Epistemic status: strong opinions, lightly held

I remember a time when an org was criticized, and a board member commented defending the org. But the board member was factually wrong about at least one claim, and the org then needed to walk back wrong information. It would have been clearer and less embarrassing for everyone if they’d all waited a day or two to get on the same page and write a response with the correct facts.

I guess it depends on the specifics of the situation, but, to me, the case described, of a board member making one or two incorrect claims (in a comment that presumably also had a bunch of accurate and helpful content) that they needed to walk back sounds… not that bad? Like, it seems only marginally worse than their comment being fully accurate the first time round, and far better than them never writing a comment at all. (I guess the exception to this is if the incorrect claims had legal ramifications that couldn’t be undone. But I don’t think that’s true of the case you refer to?)

A downside is that if an organization isn’t prioritizing back-and-forth with the community, of course there will be more mystery and more speculations that are inaccurate but go uncorrected. That’s frustrating, but it’s a standard way that many organizations operate, both in EA and in other spaces.

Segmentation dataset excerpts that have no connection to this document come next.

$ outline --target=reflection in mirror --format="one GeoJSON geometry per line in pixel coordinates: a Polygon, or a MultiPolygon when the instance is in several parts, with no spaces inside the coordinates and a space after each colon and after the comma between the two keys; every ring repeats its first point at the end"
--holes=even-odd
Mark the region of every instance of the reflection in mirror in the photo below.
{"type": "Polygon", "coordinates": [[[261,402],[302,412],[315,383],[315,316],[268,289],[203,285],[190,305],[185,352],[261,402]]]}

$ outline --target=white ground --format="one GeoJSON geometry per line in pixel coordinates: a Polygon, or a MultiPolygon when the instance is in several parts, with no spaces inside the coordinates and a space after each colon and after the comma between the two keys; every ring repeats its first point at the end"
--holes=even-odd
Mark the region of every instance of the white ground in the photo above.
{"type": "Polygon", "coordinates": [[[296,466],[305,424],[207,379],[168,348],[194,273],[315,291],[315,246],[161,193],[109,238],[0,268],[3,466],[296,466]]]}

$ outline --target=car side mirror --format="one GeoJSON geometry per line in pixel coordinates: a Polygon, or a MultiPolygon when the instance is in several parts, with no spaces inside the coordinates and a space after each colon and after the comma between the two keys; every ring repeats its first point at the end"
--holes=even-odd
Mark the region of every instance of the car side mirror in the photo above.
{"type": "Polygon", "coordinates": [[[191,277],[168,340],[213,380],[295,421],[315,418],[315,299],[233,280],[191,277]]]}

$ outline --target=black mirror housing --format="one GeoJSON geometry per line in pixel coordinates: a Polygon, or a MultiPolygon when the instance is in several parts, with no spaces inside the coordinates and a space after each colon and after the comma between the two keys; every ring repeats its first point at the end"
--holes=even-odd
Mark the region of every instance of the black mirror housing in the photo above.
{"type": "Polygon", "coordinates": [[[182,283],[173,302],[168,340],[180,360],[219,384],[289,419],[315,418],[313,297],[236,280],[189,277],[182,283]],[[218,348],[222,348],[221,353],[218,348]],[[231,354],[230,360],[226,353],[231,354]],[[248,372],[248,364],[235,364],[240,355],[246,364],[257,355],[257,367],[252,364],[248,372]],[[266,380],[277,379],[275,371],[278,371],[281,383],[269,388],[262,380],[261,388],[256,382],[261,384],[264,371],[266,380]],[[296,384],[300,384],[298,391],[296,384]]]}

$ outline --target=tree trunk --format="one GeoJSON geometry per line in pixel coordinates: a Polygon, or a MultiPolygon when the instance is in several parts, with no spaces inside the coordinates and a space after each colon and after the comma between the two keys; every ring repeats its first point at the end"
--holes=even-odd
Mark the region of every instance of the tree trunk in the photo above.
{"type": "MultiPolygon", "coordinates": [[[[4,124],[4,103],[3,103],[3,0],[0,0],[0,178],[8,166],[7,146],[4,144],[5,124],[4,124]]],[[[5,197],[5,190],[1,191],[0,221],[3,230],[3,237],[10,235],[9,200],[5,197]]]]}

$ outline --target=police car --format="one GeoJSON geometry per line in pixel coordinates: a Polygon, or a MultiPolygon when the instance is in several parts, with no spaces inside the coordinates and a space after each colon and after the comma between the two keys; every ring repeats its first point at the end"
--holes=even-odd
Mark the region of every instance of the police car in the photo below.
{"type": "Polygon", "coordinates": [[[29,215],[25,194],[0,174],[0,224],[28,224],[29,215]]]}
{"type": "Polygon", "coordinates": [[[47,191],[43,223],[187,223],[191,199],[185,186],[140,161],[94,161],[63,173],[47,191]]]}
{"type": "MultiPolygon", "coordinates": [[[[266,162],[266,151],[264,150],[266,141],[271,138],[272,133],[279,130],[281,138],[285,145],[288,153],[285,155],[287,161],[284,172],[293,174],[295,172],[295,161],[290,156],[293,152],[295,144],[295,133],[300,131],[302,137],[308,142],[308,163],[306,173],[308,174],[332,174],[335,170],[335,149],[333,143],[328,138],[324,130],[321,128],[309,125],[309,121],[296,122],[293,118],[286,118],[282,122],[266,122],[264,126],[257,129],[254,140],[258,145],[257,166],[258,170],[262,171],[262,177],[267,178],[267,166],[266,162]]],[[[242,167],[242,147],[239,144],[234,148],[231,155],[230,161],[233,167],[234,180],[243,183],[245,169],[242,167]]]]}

I don’t think the fact that this is a standard way for orgs to act in the wider world says much about whether this should be the way EA orgs act. In the wider world, an org’s purpose is to make money for its shareholders: the org has no ‘teammates’ outside of itself; no-one really expects the org to try hard to communicate what it is doing (outside of communicating well being tied to profit); no-one really expects the org to care about negative externalities. Moreover, withholding information can often give an org a competitive advantage over rivals.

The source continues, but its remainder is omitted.